Papst Paul VI. wird in Amman landen, dem antiken Philadelphia, an das in Wien noch eine Brücke im 12. Bezirk erinnert. Auf einer modernen, mit amerikanischem Geld erst in den letzten Jahren ausgebauten Autostraße begibt sich der Heilige Vater in Sichtweite des antiken und neuen Jericho am Toten Meer entlang über die Strecke des „Barmherzigen Samaritans“ nach Bethanien (Lazarusgrab) und, den Ölberg im Süden umfahrend, zum Stefanstor in Jerusalem. Vorbei an der Kreuzfahrerkirche St. Anna und an dem aus der Zeit Christi (mitsamt der aus dem Fels herausgehauenen Stiege) noch erhaltenen Teich Be-thesda (Joh. 5, 2) kann der Papst im Auto bis zum Lithostrotos fahren, dem noch gut erhaltenen Vorhof der Burg Antonia. Diese an der Nordwestecke des Tempelplatzes gelegene Festung hatte auf der Stadtseite einen mit großen Steinplatten gepflasterten Platz, etwa im Ausmaß von 30 :50 Meter, der damals höher lag als die benachbarten Straßen und darum „Gabbathä“ (— erhöhter Ort) oder „Lithostrotos“ (= Steinboden) hieß. Wieviel Schutt sich seit der Zeit Christi in Jerusalem angesammelt hat, kann man daraus ermessen, daß dieser „erhöhte Ort“, also der Vorhof des Pilatuspalastes, nun fünf Meter unter dem heutigen Straßenniveau liegt! Hier war der Dialog zwischen den Juden und Pilatus, hier erfolgte die Verurteilung des Herrn.
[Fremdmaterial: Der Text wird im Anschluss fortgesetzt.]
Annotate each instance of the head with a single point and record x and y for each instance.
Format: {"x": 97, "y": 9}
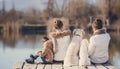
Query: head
{"x": 44, "y": 39}
{"x": 97, "y": 24}
{"x": 58, "y": 24}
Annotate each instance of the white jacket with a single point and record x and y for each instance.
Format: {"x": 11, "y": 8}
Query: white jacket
{"x": 98, "y": 48}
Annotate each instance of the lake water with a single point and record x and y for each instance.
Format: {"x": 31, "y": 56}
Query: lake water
{"x": 16, "y": 48}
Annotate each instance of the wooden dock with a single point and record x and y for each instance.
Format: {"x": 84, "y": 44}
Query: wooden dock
{"x": 24, "y": 65}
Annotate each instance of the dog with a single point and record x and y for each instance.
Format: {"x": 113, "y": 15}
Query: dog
{"x": 72, "y": 54}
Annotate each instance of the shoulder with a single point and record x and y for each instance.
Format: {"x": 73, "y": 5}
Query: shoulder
{"x": 60, "y": 34}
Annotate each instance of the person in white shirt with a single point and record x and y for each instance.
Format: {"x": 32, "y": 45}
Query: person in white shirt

Die schmale „Via ' dolorosa“ wird an dieser Stelle vom Mittelteil eines dreifachen Tores — des Osttores der römischen Stadt Aelia Capitolina (Name des von Kaiser Hadrian erbauten Jerusalem) — überwölbt, dem sogenannten „Ecce-homo-Bo-gen“. Diese mittelalterliche Benennung erinnert an die Szene, als Pilatus den Heiland nach der Geißelung dem versammelten Volk zeigte und sprach: „Seht da den Menschen!“ (Joh. 19, 5). Beim ..Ecce-homo-Bogen“, oder genauer gesagt: im Vorhof einer daneben befindlichen jordanischen Kaserne, beginnt jeden Freitag der Kreuzweg.

Die Grabeskirche ist das größte Heiligtum der Christenheit, denn hier steht der Pilger am Schauplatz des Erlösungstodes und der Auferstehung Christi. Die Griechen nennen sie deswegen, richtiger als wir, „Anästasis“, d. h. Auferstehungskirche. Zur Zeit Christi lag dieser Ort außerhalb der Stadtmauer, von der aus man in nordwestlicher Richtung einen etwa fünf Meter hohen Felshügel sehen konnte, der etwa die Form eines menschlichen Kopfes hatte; darum nannte man den Platz „Schädelstätte“ (Golgotha). Neben diesem besonders auffallenden Felshügel gab es in einem Garten noch etliche kleinere Felsen, aus denen Gräber herausgehauen waren. Etliche dieser Grabkammern aus der Zeit Christi kann man in der Grabeskirche knapp außerhalb der Rotunde besichtigen; sie haben sich im Originalzustand erhalten.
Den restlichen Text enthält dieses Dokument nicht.